Amid their constant claims of victory and incessant harping on about the inevitability of same-sex "marriage," supporters of redefining marriage received a major setback recently.
The European Court of Human Rights ruled Wednesday that the refusal to recognize same-sex “marriages” does not violate the European Convention on Human Rights.
As reported by the National Catholic Register:
In a July 16 ruling, the human rights court explained that while “some Contracting States have extended marriage to same-sex partners,” European laws establishing the right of men and women to freely marry “cannot be construed as imposing an obligation on the Contracting States to grant access to marriage to same-sex couples."
the Grand Chamber of the European Court of Human Rights found that Finland’s refusal to recognize same-sex unions does not violate the European Convention on Human Rights.
While the convention establishes the ability “to marry and have a family” as a right, the court stated that the document cannot be interpreted as requiring marriage to be defined in a way that includes same-sex couples.
The European Convention on Human Rights, the court explained, “enshrines the traditional concept of marriage as being between a man and a woman.”
The court also noted that applicants cannot claim “that there exists any European consensus on allowing same-sex marriages,” given that only 10 member states of the European Union recognize such unions, and the majority of countries recognize marriage as a union between one man and one woman.
The push to redefine marriage is hardly making international progress.

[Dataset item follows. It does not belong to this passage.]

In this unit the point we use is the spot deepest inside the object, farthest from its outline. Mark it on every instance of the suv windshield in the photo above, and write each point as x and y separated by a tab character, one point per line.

The true definition of marriage enjoys broad support in many different countries.
Macedonia's parliament is considering a proposed constitutional amendment to protect marriage from being redefined. Last year, the citizens of Croatia voted to preserve marriage. Just earlier this week, the prime minister of the island nation of Dominica asserted that his country "will not accept" the redefinition of marriage. The push for "gender-neutral" marriage in Finland has been halted. And one million people flooded the streets of Paris in support of marriage.
This important victory in Europe demonstrates that although the battle to protect marriage is far from over, it certainly is not a hopeless cause, especially around the globe!